LEITCHFIELD, Ky. (WDRB) -- The Kentucky Transportation Cabinet says firefighters have the authority to close stretches of highway when responding to an emergency.

After the death of Glendale Volunteer Firefighter Jonathan French, 25, volunteer firefighters across the region started asking for a change in policy. The firefighters claim they are pressured by state transportation officials to keep highways open while they respond to emergencies.

Multiple fire departments took the issue to a regularly scheduled meeting between representatives from the Kentucky Transportation Cabinet and Grayson County emergency responders Thursday.

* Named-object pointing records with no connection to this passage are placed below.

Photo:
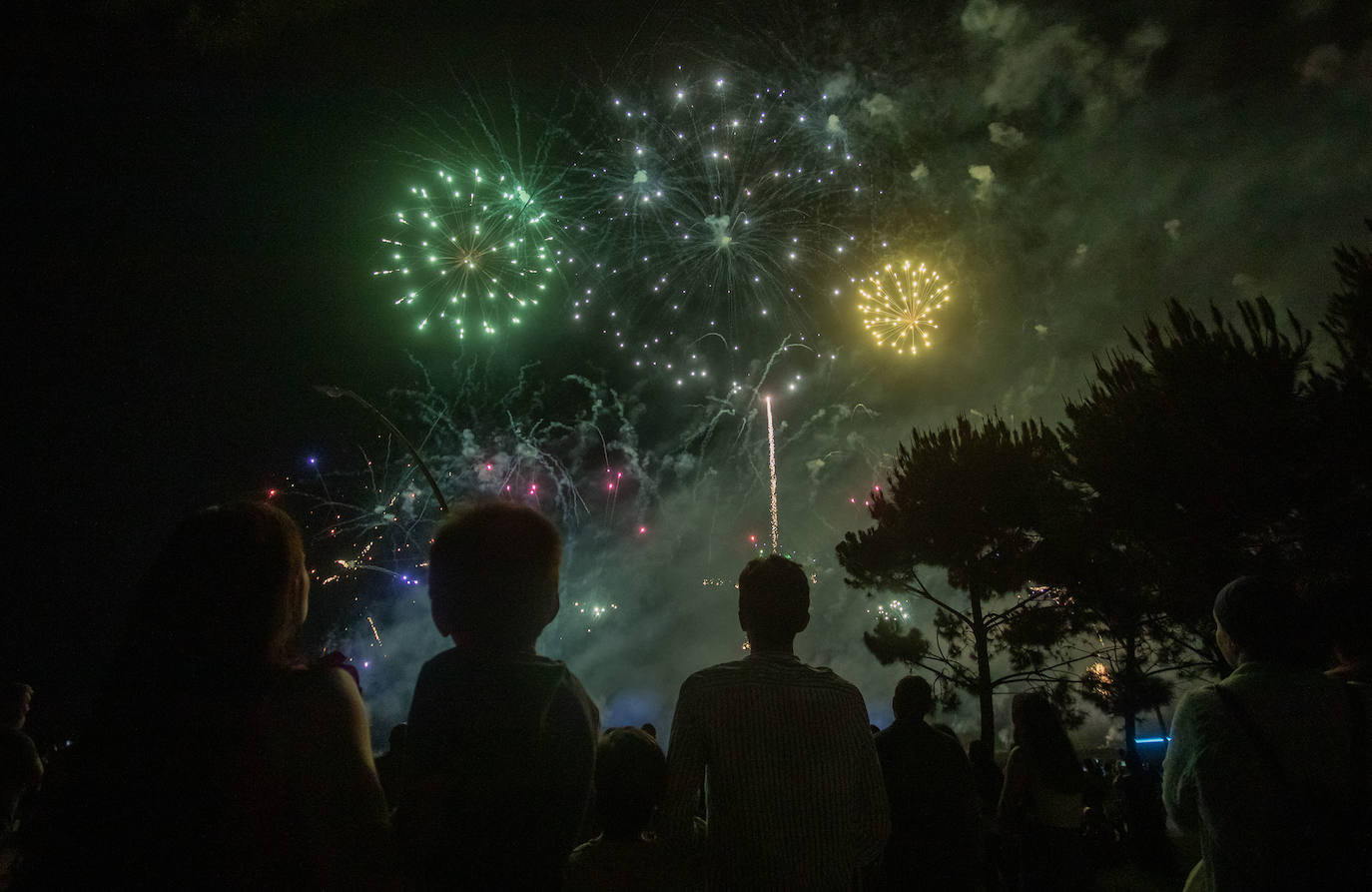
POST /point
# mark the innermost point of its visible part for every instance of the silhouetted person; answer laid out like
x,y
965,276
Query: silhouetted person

In the back corner of the room, Glendale Fire Chief Richard Peters sat quietly as he listened to transportation officials address regularly scheduled agenda items. Once the topic turned to French's death and highway closures during emergency response, Peters broke his silence.

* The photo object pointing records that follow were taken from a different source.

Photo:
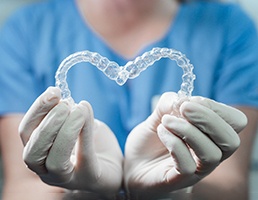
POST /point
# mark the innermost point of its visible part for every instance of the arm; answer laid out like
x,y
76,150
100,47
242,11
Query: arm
x,y
18,180
230,179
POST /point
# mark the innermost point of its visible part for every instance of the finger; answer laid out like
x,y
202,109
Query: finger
x,y
208,154
231,115
183,161
58,162
43,104
42,138
216,128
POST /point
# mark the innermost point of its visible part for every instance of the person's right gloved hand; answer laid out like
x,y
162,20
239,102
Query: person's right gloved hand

"I'm not burying another fire fighter," Peters told the crowd. "Our trucks will be blocking the road."

The Glendale fire chief told the Kentucky Transportation Cabinet that he intends to shut down the interstate every time they respond to an emergency on the shoulder.

"When you come through Glendale and there's something going on on the interstate," he said. "Turn your radio on and get comfortable because you're not coming through until we're done."

Peters says they're pressured by the state to keep all lanes open to traffic while they work. If they do close a highway, Peters says transportation officials are pressuring them to re-open.

"We can close it down whenever we want, but then we have them on the phone [saying] I need it opened up,'" he said.

Transportation Cabinet officials say that's simply not true.

"I know no one in my office that has told a Kentucky State Police officer on scene, 'hey you have to open this road,'" said district four spokesperson Chris Jessie.

Meanwhile, other volunteer fire chiefs say although they've beefed up their policy after French's death, they generally ignore the pressure from the state and focus on the safety of their officers.

"If we see it's in our best interest we always do it, and we'll keep doing it," said Assistant Chief with the Clarkson Volunteer Fire Department Ken Lashley.

And transportation officials welcome it. They made it clear at the meeting that although they want interstates opened as quickly as possible, the safety of emergency responders is their first priority.